The ASSC, which represents more than 1,700 members, says many operators have already left the sector because of the regulatory burden and warned more will follow suit due to the impact of the regulations.

But it said that despite repeatedly flagging its concerns to the Scottish Government, its requests for a meeting with First Minister Humza Yousaf have been rebuffed.

The organisation wants to meet Mr Yousaf “as soon as possible to help save jobs and livelihoods in the self-catering sector and work to put in place a fair, lawful and proportionate regulatory framework”.

READ MORE: Scott Wright: Will Yousaf housing plan threaten key Scottish industry?

Ms Campbell said: “This is unfortunately the latest example of the casual disregard the Scottish Government shown towards the tourism industry. They failed to appoint a dedicated tourism minister but when they did, they’ve put their fingers in their ears when our sector has expressed concern about licensing.

“All of our outstanding concerns and alternative regulatory approaches were recently brushed aside by ministers. We’re meant to have a New Deal for Business but it appears to be the same old same old approach from the Scottish Government, hitting small businesses and rural areas in the pocket.

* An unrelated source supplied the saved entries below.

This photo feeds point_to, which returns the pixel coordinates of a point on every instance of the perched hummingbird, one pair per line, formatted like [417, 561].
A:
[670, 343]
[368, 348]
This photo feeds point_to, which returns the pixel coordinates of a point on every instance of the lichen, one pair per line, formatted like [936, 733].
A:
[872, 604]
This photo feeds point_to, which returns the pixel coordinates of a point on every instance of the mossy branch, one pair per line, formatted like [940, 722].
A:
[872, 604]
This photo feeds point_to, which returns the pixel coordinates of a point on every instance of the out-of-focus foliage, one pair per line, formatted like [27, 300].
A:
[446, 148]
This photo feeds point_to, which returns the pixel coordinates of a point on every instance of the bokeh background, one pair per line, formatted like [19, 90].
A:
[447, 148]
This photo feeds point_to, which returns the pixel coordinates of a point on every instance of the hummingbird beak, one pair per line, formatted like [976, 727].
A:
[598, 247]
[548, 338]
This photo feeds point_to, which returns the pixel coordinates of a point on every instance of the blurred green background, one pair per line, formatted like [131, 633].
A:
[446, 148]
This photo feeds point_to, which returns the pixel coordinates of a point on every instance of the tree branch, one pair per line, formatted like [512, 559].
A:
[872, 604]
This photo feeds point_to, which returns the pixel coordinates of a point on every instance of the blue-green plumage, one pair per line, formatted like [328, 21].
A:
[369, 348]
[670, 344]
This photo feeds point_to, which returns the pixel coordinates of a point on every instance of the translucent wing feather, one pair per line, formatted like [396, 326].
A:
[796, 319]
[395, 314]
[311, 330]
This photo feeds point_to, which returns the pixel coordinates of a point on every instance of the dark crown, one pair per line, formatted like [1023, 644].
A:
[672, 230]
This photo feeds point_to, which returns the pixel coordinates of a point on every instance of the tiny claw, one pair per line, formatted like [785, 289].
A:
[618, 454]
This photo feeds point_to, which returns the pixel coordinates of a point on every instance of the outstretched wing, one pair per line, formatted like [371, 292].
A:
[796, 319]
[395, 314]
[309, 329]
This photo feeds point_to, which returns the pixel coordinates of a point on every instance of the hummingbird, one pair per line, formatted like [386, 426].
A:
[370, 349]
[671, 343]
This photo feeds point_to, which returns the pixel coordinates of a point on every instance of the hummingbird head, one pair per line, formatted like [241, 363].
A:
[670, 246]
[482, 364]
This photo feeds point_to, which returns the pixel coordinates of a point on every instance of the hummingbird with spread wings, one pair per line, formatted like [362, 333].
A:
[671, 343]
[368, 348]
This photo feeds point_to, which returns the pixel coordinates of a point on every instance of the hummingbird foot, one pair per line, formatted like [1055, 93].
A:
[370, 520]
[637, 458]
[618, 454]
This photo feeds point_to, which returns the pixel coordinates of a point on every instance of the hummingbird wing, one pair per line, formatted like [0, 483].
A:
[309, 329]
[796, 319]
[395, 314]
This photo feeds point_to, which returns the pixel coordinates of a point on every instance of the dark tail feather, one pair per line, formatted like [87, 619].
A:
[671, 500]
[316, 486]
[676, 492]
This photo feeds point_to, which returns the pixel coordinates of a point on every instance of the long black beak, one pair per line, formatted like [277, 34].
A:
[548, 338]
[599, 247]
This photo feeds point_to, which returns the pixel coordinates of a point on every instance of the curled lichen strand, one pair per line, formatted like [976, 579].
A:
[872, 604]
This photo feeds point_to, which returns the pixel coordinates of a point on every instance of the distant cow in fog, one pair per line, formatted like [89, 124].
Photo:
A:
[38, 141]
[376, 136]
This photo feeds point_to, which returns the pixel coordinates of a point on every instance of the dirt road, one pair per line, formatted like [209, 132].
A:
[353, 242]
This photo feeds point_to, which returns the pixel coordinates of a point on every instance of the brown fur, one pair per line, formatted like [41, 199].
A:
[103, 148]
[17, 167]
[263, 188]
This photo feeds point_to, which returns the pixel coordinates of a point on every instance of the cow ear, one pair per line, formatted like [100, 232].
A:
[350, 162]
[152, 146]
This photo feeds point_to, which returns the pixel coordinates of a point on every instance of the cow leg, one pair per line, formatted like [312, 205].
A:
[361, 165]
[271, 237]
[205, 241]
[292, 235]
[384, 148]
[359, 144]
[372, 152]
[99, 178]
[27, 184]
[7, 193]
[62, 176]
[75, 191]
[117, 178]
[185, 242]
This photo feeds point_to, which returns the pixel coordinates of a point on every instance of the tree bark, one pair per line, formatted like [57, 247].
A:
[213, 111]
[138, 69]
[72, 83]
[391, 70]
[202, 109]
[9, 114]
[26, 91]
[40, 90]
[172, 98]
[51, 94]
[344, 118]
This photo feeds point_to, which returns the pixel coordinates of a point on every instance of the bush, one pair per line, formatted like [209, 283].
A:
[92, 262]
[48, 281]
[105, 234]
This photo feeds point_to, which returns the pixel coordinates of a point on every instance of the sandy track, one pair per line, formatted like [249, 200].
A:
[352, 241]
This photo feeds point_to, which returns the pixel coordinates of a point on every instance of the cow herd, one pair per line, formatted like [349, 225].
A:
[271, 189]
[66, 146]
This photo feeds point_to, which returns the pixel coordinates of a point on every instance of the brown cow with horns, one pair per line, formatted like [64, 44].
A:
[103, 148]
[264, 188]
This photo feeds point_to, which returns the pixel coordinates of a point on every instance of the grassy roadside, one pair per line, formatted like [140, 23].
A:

“With the clock ticking down to the licensing deadline, we need a sense of urgency and not complacency.

"Another policy disaster is set to unfold, and we sincerely hope the First Minister can get round the table before it is too late.”

A Scottish Government spokesperson said: “The purpose of licensing is to ensure short-term lets in Scotland are safe and the people providing them are suitable. Many hosts will already be able to meet licensing conditions as a matter of compliance with existing law or best practice.

“Local councils are already operating short-term lets licensing schemes and, according to data published by 18 councils, there have been nearly 2,700 licences granted and none rejected. A further 2,600 applications are under consideration, and councils are receiving more applications every day as the deadline for existing hosts approaches.

“After October 2023, regulation will provide councils with a clearer picture of the number of short-term lets in Scotland, as there is currently no reliable source of this data.”